Personal information
- Born: 2 April 1988 (age 38) Yoshkar-Ola, Russia
- Height: 167 cm (66 in)

Sport
- Country: Russia
- Sport: Athletics
- Disability class: T36
- Event: sprint
- Club: Rostov Centre of Olympic Preparation
- Coached by: Nikolay Romanov

Medal record
Track and field (T36)
Paralympic Games
Representing RPC
| Silver medal – second place | 2020 Tokyo | 100m – T36 |
Representing Russia
| Gold medal – first place | 2012 London | 100m – T36 |
| Gold medal – first place | 2012 London | 200m – T36 |
| Gold medal – first place | 2012 London | 100m relay – T35–38 |
World Championships
| Gold medal – first place | 2011 Christchurch | 100m – T36 |
| Gold medal – first place | 2011 Christchurch | 200m – T36 |
| Silver medal – second place | 2011 Christchurch | 100m relay – T35–38 |
| Gold medal – first place | 2015 Doha | 100m – T36 |
| Gold medal – first place | 2015 Doha | 200m – T36 |
| Silver medal – second place | 2015 Doha | 100m relay – T35–38 |
European Championships
| Gold medal – first place | 2012 Stadskanaal | 100m – T36 |
| Gold medal – first place | 2012 Stadskanaal | 200m – T36 |

= Elena Sviridova =

Russian Paralympic athlete

Elena Sviridova (née Ivanova; born 2 April 1988) is a Paralympian athlete from Russia competing mainly in category T36 sprint events.

Sviridova competed at the 2012 Summer Paralympics in London, where she won three gold medals, in the 100m and 200m sprint, and the women's T35–38 100m sprint relay.
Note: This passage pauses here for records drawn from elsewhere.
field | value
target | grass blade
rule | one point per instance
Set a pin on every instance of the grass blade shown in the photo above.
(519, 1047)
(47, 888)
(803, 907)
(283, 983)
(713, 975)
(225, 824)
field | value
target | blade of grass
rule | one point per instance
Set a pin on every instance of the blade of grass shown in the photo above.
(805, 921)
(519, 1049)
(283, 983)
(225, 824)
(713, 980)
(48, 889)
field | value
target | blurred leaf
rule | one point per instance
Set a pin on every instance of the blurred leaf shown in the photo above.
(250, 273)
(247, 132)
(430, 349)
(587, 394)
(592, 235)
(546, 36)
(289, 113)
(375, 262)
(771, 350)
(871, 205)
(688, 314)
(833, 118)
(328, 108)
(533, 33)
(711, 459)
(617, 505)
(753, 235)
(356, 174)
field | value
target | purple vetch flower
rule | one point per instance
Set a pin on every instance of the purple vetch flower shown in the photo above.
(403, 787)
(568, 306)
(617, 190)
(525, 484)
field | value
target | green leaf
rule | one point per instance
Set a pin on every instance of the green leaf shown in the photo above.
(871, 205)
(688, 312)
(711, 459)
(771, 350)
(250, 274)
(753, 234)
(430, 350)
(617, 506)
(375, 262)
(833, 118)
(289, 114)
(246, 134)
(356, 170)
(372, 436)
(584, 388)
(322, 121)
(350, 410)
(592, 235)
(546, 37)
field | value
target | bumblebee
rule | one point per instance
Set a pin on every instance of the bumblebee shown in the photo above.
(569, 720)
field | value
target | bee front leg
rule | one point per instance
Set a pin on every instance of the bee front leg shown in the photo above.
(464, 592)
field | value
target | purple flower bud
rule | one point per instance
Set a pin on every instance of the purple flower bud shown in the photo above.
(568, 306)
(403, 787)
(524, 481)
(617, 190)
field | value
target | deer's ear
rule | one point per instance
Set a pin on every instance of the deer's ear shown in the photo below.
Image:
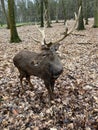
(34, 63)
(55, 47)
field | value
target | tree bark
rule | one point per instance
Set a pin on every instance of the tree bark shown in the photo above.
(6, 16)
(80, 22)
(46, 2)
(14, 34)
(42, 12)
(96, 14)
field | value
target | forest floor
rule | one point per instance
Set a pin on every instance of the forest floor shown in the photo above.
(75, 105)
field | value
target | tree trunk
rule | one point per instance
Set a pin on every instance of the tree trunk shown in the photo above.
(42, 12)
(96, 14)
(6, 16)
(46, 2)
(80, 22)
(86, 12)
(64, 11)
(14, 35)
(57, 11)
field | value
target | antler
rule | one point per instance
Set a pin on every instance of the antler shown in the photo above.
(42, 31)
(66, 33)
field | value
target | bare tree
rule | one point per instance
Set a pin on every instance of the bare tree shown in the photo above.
(96, 14)
(14, 35)
(81, 22)
(46, 2)
(6, 16)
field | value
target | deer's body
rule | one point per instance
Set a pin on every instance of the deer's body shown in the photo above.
(45, 65)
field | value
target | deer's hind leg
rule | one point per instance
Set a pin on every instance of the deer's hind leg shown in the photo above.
(21, 76)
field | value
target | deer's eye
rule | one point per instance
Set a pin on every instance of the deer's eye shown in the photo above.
(44, 55)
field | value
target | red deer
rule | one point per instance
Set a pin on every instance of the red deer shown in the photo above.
(45, 65)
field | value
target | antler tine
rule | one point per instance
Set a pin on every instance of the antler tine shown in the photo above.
(42, 31)
(66, 33)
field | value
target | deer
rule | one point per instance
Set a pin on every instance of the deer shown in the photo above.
(46, 64)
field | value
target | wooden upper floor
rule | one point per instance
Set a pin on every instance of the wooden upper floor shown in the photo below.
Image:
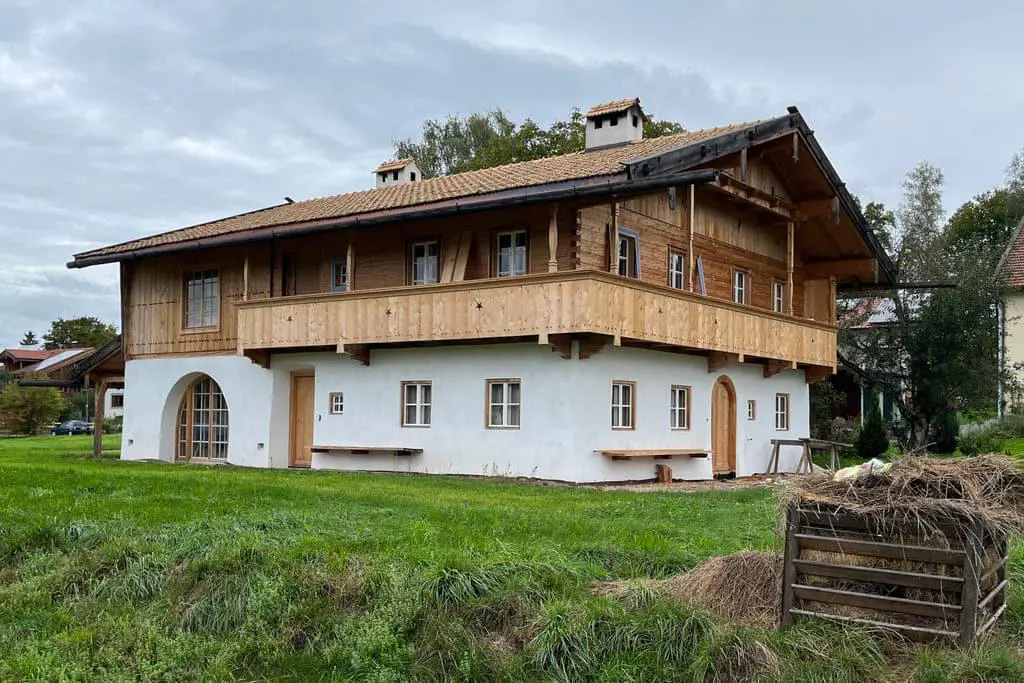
(737, 253)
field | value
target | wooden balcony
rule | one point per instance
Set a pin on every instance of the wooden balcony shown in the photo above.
(625, 311)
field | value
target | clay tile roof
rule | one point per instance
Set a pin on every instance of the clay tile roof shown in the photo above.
(394, 165)
(612, 107)
(573, 166)
(1011, 268)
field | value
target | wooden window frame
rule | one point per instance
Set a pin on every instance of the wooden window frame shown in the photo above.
(184, 419)
(496, 259)
(687, 392)
(775, 283)
(185, 274)
(632, 404)
(487, 404)
(747, 286)
(676, 251)
(335, 263)
(625, 235)
(782, 425)
(420, 403)
(410, 257)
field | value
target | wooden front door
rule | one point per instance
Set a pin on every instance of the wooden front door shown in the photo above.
(723, 427)
(302, 421)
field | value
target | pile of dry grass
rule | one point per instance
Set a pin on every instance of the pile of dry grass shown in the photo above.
(924, 494)
(743, 589)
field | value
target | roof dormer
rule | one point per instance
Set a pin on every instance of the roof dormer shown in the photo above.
(396, 172)
(614, 123)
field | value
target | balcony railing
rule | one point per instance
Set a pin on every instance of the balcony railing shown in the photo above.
(564, 302)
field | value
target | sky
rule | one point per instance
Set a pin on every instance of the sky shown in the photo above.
(122, 118)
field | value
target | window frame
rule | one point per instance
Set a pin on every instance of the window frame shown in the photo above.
(777, 286)
(674, 408)
(632, 385)
(342, 263)
(625, 237)
(488, 403)
(497, 259)
(738, 273)
(783, 424)
(411, 260)
(419, 403)
(185, 279)
(676, 252)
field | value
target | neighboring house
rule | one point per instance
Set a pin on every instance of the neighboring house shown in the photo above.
(1011, 271)
(14, 359)
(569, 317)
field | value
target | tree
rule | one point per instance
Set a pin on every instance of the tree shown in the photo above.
(28, 410)
(78, 333)
(492, 138)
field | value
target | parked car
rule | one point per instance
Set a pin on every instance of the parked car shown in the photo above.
(72, 427)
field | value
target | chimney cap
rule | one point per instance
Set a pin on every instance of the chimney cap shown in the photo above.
(615, 107)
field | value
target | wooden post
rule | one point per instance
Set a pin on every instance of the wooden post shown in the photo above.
(350, 265)
(97, 420)
(553, 240)
(690, 197)
(788, 267)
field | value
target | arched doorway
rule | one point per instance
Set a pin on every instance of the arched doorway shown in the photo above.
(202, 423)
(723, 427)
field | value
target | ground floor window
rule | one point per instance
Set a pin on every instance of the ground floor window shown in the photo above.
(416, 403)
(623, 404)
(203, 423)
(503, 403)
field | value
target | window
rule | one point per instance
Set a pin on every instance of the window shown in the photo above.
(680, 407)
(676, 269)
(203, 423)
(628, 255)
(740, 287)
(416, 403)
(424, 262)
(623, 404)
(202, 299)
(777, 296)
(339, 274)
(511, 253)
(503, 403)
(781, 412)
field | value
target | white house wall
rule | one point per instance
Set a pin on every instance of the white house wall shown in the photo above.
(565, 414)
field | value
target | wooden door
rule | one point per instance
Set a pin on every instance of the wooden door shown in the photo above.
(302, 421)
(723, 427)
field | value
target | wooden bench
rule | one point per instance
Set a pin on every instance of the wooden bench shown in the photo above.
(663, 454)
(366, 450)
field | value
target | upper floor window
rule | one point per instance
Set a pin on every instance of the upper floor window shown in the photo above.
(676, 268)
(511, 253)
(777, 296)
(740, 286)
(339, 274)
(202, 299)
(424, 259)
(628, 255)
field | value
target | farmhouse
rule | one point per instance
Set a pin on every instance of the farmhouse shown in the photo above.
(579, 317)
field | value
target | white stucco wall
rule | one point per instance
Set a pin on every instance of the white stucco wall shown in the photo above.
(565, 411)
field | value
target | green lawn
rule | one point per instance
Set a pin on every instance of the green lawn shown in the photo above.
(145, 571)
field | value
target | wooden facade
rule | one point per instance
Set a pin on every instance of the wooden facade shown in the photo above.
(276, 294)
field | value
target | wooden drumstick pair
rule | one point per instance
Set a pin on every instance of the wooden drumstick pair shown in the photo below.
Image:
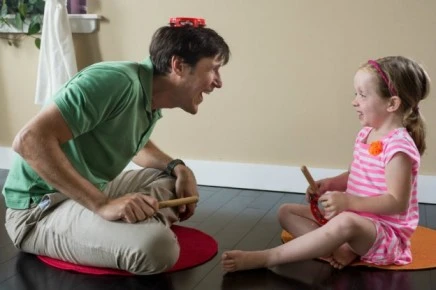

As well as her Paralympic success Sviridova has been dominant in her field during the World Championships winning gold in both the 100m and 200m sprints at the 2011 and 2015 Games.

==Personal history==
Sviridova was born Elena Ivanova in Yoshkar-Ola in the former Soviet Union in 1988. Sviridova studied economics at Saint Petersburg State University of Economics and Finance. She is married to fellow Russian Paralympic athlete Vladimir Sviridov, and they have a son, who was born in 2013. Sviridova has cerebral palsy.